Issues around forum shopping will come into play as interested parties try to steer cases to sympathetic judges. How many times will challenges be filed in the Northern District of Texas yet their appeals are heard by the U.S. Court of Appeals for the Fifth Circuit? This is going to get messy for a lot of agencies and the people and companies they regulate.
For example, IT and Security teams in finance have been preparing for the SEC to finalize new rules around Enhanced SCI. What happens if this work is put on hold for a legal challenge or a judge rules the proposed regulation is unconstitutional and stops the update? That means lots of wasted time and the process could repeat for years. Companies need clarity in what is expected from the law and a timeline for compliance.
A prediction
It seems likely that by late Q1 or Q2, 2025, an industry trade group will file suit to challenge key federal cybersecurity regulations. It may start with the SEC’s proposed amendments to Regulation SCI. Cybersecurity regulations created under the umbrella of the Gramm-Leach-Bliey Act are at risk as well. Healthcare cybersecurity regulations tied to reimbursements under the authority of the Centers for Medicare and Medicaid Services (CMS) are another set of regulations that may be targeted.
A cautionary scenario
Suppose a federal judge grants an injunction that stops updates to Regulation SCI. The SEC’s position is given minimal weight by the court, substituting its own expertise and judgment over the law and facts and overruling the SEC to strike down the proposed rule. After 3 to 5 years of appeals, the issue makes its way to SCOTUS, the judgment is affirmed and the proposed rule is dead.

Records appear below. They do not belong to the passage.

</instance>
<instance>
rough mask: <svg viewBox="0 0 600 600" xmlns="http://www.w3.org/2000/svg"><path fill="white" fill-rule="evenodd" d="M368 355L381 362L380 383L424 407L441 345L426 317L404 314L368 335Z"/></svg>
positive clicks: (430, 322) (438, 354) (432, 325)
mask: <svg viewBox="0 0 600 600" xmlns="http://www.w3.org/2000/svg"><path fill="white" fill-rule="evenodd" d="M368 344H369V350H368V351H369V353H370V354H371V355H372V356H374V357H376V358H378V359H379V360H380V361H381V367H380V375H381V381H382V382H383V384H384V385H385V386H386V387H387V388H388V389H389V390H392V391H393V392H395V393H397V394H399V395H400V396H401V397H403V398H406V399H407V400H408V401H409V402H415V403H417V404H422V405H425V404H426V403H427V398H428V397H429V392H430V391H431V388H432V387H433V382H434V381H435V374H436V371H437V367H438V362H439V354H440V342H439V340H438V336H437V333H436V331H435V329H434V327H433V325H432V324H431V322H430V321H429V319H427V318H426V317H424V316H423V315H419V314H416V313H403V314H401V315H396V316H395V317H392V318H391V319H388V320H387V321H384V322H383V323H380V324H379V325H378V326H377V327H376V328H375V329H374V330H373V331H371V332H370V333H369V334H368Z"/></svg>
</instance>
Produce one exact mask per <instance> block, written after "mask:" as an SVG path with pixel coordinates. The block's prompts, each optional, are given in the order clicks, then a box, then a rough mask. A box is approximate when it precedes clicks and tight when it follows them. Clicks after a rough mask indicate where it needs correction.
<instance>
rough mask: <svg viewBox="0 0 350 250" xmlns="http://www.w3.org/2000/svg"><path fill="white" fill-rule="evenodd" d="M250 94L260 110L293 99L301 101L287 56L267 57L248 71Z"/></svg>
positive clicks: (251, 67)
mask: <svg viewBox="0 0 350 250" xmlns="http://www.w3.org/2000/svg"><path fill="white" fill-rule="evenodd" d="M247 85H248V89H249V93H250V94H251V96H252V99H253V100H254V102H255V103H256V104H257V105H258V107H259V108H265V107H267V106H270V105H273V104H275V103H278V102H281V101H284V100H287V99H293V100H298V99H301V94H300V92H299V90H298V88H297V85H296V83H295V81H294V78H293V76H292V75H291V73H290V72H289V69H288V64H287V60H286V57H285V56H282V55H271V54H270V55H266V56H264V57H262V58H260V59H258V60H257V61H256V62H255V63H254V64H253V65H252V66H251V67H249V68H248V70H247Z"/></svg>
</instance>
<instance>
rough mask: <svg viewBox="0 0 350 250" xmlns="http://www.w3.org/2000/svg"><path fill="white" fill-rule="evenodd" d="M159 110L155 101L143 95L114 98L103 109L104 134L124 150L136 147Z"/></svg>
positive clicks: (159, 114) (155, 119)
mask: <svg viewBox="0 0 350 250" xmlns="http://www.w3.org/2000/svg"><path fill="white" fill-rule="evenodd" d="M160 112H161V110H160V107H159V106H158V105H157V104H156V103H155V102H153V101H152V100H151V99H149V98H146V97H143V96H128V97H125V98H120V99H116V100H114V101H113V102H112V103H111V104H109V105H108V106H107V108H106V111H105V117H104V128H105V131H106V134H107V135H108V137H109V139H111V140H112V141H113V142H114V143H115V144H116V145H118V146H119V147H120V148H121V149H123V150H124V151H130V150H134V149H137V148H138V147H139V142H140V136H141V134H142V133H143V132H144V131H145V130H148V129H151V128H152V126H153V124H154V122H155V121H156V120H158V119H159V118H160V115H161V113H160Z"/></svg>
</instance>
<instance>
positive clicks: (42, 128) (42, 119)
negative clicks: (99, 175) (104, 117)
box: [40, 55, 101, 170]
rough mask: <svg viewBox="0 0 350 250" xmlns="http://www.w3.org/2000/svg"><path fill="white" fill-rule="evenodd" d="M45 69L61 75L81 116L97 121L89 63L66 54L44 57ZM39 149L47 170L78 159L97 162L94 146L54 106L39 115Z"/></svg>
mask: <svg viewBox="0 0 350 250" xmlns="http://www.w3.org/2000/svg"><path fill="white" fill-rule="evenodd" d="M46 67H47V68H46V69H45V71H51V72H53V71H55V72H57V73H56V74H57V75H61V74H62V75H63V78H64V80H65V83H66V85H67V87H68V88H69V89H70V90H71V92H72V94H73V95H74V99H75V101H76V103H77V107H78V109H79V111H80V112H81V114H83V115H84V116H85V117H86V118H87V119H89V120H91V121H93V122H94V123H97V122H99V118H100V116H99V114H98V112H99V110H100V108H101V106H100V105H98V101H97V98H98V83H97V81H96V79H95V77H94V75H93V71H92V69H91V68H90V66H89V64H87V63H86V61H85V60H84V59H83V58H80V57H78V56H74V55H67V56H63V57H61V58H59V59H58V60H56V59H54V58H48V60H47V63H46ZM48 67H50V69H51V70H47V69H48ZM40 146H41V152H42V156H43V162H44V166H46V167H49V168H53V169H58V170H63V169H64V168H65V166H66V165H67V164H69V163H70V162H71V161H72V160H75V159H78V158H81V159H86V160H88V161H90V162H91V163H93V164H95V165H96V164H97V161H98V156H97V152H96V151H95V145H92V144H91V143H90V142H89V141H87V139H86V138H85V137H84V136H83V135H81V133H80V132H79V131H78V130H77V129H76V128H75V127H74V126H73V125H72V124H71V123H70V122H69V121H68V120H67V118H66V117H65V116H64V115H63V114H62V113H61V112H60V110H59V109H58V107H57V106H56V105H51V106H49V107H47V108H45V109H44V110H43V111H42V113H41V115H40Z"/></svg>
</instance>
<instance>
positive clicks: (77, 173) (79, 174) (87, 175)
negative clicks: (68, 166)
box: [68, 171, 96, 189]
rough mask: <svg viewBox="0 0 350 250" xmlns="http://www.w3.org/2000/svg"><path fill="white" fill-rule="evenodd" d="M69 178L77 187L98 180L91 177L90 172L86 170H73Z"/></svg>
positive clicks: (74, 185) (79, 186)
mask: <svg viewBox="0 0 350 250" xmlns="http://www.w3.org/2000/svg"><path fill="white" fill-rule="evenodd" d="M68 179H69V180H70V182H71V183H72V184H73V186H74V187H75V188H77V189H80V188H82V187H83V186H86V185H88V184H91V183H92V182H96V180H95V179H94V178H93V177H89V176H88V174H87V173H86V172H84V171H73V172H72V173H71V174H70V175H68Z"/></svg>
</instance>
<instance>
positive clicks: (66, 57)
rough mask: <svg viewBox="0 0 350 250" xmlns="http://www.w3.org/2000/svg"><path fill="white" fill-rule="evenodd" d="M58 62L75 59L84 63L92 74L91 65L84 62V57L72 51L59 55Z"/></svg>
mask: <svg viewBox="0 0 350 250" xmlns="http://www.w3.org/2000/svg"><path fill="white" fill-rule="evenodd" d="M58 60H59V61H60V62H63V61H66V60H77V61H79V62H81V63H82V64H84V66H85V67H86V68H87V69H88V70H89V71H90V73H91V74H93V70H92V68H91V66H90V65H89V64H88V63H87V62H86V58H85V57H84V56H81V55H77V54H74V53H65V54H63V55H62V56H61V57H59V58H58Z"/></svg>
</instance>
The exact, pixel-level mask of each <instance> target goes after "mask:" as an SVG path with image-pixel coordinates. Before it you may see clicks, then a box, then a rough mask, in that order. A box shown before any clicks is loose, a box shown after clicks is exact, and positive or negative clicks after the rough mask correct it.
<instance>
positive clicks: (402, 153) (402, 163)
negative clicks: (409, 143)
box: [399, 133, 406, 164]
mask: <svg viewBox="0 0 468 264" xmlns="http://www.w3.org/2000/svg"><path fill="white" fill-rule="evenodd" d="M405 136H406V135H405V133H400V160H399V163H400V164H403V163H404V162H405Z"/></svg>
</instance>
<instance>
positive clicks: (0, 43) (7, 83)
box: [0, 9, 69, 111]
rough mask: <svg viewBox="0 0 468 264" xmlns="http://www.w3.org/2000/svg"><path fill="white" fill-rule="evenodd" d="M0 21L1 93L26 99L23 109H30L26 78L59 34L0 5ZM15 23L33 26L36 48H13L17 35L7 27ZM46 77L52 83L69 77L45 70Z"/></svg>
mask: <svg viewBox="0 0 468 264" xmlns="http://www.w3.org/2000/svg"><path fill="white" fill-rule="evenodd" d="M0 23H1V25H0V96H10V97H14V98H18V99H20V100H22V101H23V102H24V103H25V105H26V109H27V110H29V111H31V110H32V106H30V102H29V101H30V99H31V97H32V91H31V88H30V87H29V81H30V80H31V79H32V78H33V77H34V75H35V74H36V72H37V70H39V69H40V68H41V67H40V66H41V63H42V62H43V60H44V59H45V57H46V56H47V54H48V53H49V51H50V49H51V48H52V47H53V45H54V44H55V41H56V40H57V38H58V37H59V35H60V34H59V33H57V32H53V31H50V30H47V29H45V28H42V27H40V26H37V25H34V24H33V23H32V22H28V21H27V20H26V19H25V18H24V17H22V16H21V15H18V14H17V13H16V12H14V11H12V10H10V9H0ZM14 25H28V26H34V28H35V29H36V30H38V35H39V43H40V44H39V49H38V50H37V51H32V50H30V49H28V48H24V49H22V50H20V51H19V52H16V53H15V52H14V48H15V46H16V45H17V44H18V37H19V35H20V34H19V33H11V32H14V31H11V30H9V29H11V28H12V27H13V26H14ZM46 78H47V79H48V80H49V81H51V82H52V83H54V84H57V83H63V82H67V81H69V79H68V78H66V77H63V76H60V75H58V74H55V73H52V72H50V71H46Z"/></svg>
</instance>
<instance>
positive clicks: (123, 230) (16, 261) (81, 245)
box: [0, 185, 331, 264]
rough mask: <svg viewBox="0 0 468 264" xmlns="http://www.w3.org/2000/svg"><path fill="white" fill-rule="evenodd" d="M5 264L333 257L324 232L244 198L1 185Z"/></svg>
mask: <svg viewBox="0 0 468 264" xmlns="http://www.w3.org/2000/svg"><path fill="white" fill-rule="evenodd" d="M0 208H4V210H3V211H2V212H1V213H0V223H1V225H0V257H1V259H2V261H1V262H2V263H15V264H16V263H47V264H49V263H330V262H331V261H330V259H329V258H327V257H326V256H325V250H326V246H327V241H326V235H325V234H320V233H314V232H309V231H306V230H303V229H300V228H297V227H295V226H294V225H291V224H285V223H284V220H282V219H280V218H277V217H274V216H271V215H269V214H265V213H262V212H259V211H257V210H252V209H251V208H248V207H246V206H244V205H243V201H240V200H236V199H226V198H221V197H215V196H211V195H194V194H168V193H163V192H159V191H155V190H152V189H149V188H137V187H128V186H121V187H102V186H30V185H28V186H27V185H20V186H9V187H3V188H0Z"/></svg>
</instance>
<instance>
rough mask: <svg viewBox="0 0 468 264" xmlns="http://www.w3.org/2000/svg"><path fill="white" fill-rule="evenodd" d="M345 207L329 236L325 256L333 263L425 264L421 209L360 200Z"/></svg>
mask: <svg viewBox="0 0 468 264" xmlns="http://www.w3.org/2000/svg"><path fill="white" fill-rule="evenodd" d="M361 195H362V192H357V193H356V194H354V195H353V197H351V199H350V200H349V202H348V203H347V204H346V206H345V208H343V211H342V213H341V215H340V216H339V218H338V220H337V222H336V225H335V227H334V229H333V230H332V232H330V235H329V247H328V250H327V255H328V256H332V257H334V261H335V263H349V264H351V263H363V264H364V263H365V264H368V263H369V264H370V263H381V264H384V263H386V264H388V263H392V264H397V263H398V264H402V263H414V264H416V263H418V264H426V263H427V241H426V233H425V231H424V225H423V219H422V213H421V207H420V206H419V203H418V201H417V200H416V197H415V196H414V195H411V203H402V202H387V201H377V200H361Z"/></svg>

On the other hand, perhaps Congress responds by passing clear laws that clearly describe the agency's role in interpreting statutes. In any event, life continues for IT and Security teams who are already overwhelmed and simply want a clear set of rules.
The road ahead
It will take time for Loper Bright's impact to work through the federal courts, agency rulemaking process, and Congress. The legal impact is mostly uncertain, but the practical impact is clear. IT, Security, and GRC teams will be in limbo because future regulation implementation is unclear, and several key cybersecurity regulations may soon be called into question.
What can IT and Security teams do? It is now more important than ever to make forward-looking architectural decisions that focus on agility and include flexible, open telemetry management frameworks so that regulatory changes become minor adjustments instead of significant, expensive re-engineering efforts. Otherwise, teams risk getting caught unprepared and must put aside business-critical work to re-engineer processes to comply with federal regulations.
Chart a path in a complex digital future
As we enter 2025, the path forward for IT, Security, and Compliance teams will demand adaptability, innovation, and a proactive approach to managing change. By understanding emerging trends and applying strategic insights, organizations can turn challenges into opportunities and position themselves for success in a dynamic digital and regulatory landscape. Whether it’s navigating uncertain cybersecurity regulations, optimizing telemetry data management, or integrating AI responsibly, the decisions you make today will shape your resilience tomorrow. Let this eBook be your guide to help you navigate the complexities of the future with confidence and clarity.